Sejak saat itu, dia telah mendapatkan reputasi global sebagai pejuang tangguh bagi negara-negara berkembang yang paling terdampak oleh kerusakan iklim. Dia juga telah memimpin gerakan di antara negara-negara berkembang dan beberapa negara maju untuk mengubah sistem keuangan global guna menghasilkan dana yang dibutuhkan untuk mengubah dunia ke ekonomi rendah karbon.

Terpilihnya kembali Trump sebagai presiden Amerika Serikat (AS) telah membayangi COP29, yang dimulai pada hari Senin (11/11) di Baku. Sejumlah pemimpin dunia terbang untuk menghadiri pertemuan puncak tersebut, namun para kepala pemerintahan dari sebagian besar negara dengan ekonomi terbesar di dunia tidak hadir.

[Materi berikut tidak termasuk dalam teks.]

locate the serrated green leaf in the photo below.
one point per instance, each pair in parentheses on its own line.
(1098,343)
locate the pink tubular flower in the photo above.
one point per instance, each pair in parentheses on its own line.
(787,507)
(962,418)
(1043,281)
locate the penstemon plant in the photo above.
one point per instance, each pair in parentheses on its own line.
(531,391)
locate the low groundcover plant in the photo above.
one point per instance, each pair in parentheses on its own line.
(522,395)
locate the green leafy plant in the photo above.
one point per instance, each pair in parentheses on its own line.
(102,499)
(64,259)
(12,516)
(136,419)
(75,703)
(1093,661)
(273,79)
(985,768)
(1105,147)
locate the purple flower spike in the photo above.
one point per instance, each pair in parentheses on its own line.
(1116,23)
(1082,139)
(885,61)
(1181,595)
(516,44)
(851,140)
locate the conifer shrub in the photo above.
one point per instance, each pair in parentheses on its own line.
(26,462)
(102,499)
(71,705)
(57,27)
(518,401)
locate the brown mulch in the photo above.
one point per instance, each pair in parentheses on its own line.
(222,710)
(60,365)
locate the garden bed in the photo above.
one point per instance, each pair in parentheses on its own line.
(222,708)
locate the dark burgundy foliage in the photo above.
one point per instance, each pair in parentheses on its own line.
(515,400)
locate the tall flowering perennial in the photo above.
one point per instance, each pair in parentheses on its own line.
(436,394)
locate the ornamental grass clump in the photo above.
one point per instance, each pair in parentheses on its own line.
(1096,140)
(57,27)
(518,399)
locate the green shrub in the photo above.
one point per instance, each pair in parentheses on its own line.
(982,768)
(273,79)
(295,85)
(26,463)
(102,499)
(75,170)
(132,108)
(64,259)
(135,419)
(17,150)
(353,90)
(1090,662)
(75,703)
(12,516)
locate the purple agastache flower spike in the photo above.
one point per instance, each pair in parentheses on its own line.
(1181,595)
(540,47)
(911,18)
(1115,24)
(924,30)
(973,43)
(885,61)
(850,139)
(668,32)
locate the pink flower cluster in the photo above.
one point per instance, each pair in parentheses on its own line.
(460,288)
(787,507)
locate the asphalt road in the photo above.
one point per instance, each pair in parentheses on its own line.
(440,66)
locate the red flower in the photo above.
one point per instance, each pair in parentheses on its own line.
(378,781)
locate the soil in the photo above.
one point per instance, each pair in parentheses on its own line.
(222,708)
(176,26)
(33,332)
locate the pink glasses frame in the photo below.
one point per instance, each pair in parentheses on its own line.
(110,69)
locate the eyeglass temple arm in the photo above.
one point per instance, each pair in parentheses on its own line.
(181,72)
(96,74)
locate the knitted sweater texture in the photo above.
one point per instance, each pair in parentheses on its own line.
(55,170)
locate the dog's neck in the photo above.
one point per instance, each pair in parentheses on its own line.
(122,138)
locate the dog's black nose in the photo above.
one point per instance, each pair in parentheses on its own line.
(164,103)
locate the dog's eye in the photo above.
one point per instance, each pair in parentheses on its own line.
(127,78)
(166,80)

Para delegasi khawatir Trump akan kembali menarik AS dari Perjanjian Iklim Paris, menghapus peraturan dan target iklim, serta mendorong rencana "drill, baby, drill" atau lebih banyak bahan bakar fosil. Para ilmuwan telah memperingatkan bahwa jika dia menepati janji kampanyenya, dunia tidak akan punya banyak harapan untuk membatasi pemanasan global hingga 1,5C di atas periode pra-industri.

Negosiator Argentina, yang mewakili presiden yang meragukan perubahan iklim, Javier Milei, pada hari Rabu diperintahkan untuk mundur dari COP29 dan segera meninggalkan Azerbaijan.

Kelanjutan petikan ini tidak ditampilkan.